Not that I’m jealous, mind you.
I was utterly fascinated by Kurt Russell as a kid. He wasn’t much older than I was. I know I watched The Travels of Jaimie McPheeters (1963), a western, though I don’t specifically remember the storyline. “Twelve-year-old Jamie McPheeters, along with his ne’er-do-well father and a ragtag group of pioneers, travel westward from Paducah, Kentucky to the California gold fields in 1849.” Nope, still don’t recall it.
And there were a series of movies, some with Disney, which I almost certainly watched.
The New Land (1974) featured “the trials of a settler family of Swedish immigrants to America.” Watched that, too. If you don’t remember it, it’s probably because lasted only six episodes.
He didn’t become one of those child stars who ended up troubled.

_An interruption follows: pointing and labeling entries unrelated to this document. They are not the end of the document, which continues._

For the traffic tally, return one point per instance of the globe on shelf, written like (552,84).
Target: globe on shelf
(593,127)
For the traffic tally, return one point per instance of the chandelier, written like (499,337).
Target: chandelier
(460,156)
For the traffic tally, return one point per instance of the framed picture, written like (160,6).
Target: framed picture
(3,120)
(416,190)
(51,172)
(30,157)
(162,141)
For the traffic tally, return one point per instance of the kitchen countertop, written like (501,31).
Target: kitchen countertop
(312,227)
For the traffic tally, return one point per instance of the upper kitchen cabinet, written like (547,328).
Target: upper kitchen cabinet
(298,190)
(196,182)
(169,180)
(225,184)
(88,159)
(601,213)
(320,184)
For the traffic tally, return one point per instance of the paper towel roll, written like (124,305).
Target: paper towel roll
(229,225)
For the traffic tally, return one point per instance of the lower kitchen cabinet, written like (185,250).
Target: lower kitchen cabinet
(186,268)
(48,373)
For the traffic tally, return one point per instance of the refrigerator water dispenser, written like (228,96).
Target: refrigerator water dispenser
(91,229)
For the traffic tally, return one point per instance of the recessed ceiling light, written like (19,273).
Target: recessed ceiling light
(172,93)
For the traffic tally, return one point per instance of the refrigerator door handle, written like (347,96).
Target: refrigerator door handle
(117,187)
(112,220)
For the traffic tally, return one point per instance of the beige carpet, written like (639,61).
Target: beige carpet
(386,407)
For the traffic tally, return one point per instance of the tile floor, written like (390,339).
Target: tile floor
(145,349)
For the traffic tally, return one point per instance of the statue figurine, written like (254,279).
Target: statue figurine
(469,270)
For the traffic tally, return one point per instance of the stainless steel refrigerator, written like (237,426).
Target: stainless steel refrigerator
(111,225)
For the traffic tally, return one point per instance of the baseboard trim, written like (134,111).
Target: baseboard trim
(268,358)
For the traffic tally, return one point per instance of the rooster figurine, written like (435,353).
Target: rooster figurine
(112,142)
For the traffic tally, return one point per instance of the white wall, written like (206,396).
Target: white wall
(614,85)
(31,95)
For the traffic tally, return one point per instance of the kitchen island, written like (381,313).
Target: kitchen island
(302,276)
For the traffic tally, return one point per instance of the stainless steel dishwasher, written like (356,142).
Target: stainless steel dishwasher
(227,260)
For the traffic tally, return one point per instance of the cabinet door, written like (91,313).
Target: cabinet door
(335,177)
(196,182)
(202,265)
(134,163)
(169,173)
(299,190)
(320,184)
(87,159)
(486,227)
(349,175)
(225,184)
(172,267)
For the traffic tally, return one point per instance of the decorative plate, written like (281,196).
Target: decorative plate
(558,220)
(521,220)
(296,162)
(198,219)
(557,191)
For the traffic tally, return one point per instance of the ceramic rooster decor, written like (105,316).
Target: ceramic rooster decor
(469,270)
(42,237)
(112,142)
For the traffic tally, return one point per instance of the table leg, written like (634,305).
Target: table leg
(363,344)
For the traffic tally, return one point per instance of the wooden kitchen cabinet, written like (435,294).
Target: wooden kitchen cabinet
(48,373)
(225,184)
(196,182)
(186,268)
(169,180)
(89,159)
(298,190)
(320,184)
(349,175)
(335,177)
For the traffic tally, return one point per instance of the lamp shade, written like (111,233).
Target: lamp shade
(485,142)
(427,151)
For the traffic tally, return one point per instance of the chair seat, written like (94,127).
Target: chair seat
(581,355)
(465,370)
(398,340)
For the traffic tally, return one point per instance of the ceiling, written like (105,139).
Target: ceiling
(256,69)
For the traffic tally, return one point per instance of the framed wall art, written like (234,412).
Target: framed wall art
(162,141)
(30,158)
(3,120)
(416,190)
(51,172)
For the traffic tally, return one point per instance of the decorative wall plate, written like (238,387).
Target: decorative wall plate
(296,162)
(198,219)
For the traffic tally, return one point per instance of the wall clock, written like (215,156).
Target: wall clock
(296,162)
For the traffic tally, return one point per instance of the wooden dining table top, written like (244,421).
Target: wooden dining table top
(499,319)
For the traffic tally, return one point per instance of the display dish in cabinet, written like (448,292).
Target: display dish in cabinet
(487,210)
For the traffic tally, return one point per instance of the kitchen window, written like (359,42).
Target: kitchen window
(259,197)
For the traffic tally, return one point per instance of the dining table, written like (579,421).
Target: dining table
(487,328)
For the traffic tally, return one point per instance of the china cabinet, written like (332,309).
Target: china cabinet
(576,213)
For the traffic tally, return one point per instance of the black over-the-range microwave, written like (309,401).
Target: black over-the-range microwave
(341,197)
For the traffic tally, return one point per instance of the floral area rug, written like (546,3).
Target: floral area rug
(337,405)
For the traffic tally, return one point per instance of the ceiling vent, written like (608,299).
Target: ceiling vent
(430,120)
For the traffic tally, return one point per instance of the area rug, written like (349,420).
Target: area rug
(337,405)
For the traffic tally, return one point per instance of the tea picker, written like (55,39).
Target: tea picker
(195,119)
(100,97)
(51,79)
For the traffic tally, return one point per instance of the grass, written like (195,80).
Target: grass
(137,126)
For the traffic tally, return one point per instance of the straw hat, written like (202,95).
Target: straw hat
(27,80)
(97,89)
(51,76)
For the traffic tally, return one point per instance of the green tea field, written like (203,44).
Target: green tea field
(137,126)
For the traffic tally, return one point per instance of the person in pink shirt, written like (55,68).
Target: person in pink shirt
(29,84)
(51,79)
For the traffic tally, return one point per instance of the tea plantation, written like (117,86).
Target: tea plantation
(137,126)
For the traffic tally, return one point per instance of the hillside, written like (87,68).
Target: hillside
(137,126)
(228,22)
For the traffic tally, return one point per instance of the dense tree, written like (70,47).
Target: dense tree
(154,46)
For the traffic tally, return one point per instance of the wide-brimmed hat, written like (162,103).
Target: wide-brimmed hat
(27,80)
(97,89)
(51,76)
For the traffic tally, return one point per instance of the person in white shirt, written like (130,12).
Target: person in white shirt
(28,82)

Instead, he developed into a successful adult actor, primarily in movies. And most of them I never viewed! In fact, looking at his IMDB roster of films, there are only three I’m positive I saw: Silwood (1983), Swing Shift (1984), and Guardians of the Galaxy Vol. 2 (2017). Oh, I did see the Elvis TV movie in 1979.
There’s a film I just read about that I want to see. The Battered Bastards of Baseball (2014) is a “documentary film about the Portland [OR] Mavericks, a defunct minor league baseball team… They played five seasons in the Class A-Short Season Northwest League, from 1973 through 1977. Owned by actor Bing Russell [Kurt’s dad], the Mavericks were an independent team, without the affiliation of a parent team in the major leagues.”
The things I discover. “Kurt Russell was a switch-hitting second baseman for the California Angels minor league affiliates, the Bend Rainbows (1971) and Walla Walla Islanders (1972) in the short-season Class A-Short Season Northwest League, then moved up to Class AA in 1973 with the El Paso Sun Kings of the Texas League.
“While in the field turning the pivot of a double play early in the season, the incoming runner at second base collided with him and tore the rotator cuff in Russell’s right (throwing) shoulder.
“He did not return to El Paso but was a designated hitter for the… Mavericks… late in their short season… He had been doing promotional work for them in the interim. The injury forced his retirement from baseball in 1973 and led to his return to acting.”
Russell appeared in five films with performer Goldie Hawn, possibly still best known for Rowan and Martin’s Laugh-In. The first was way back in 1968, The One and Only, Genuine, Original Family Band. Goldie made her big-screen debut in a bit part. She was 21, but he was only 16.
During the making of Swing Shift (1984), they became romantic partners. They were also in Overboard (1987), and the two Christmas Chronicles films (2018, 2020).
They’ve been together since 1983. Her kids (Kate and Oliver Hudson) are his kids. His kid Boston Russell is her kid. They have a son together, Wyatt. And they are happily unmarried.
Goldie said, and Kurt would agree: “We have done just perfectly without marrying. I already feel devoted and isn’t that what marriage is supposed to do? So as long as my emotional state is in a state of devotion, honesty, caring, and loving, then we’re fine.
“We have raised our children brilliantly; they are beautiful people. We did a great job there and we didn’t have to get married to do that. I like waking up every day and seeing that he is there and knowing that I have a choice. There is really no reason to marry.”
Kurt Russell turns 70 on St. Patrick’s Day.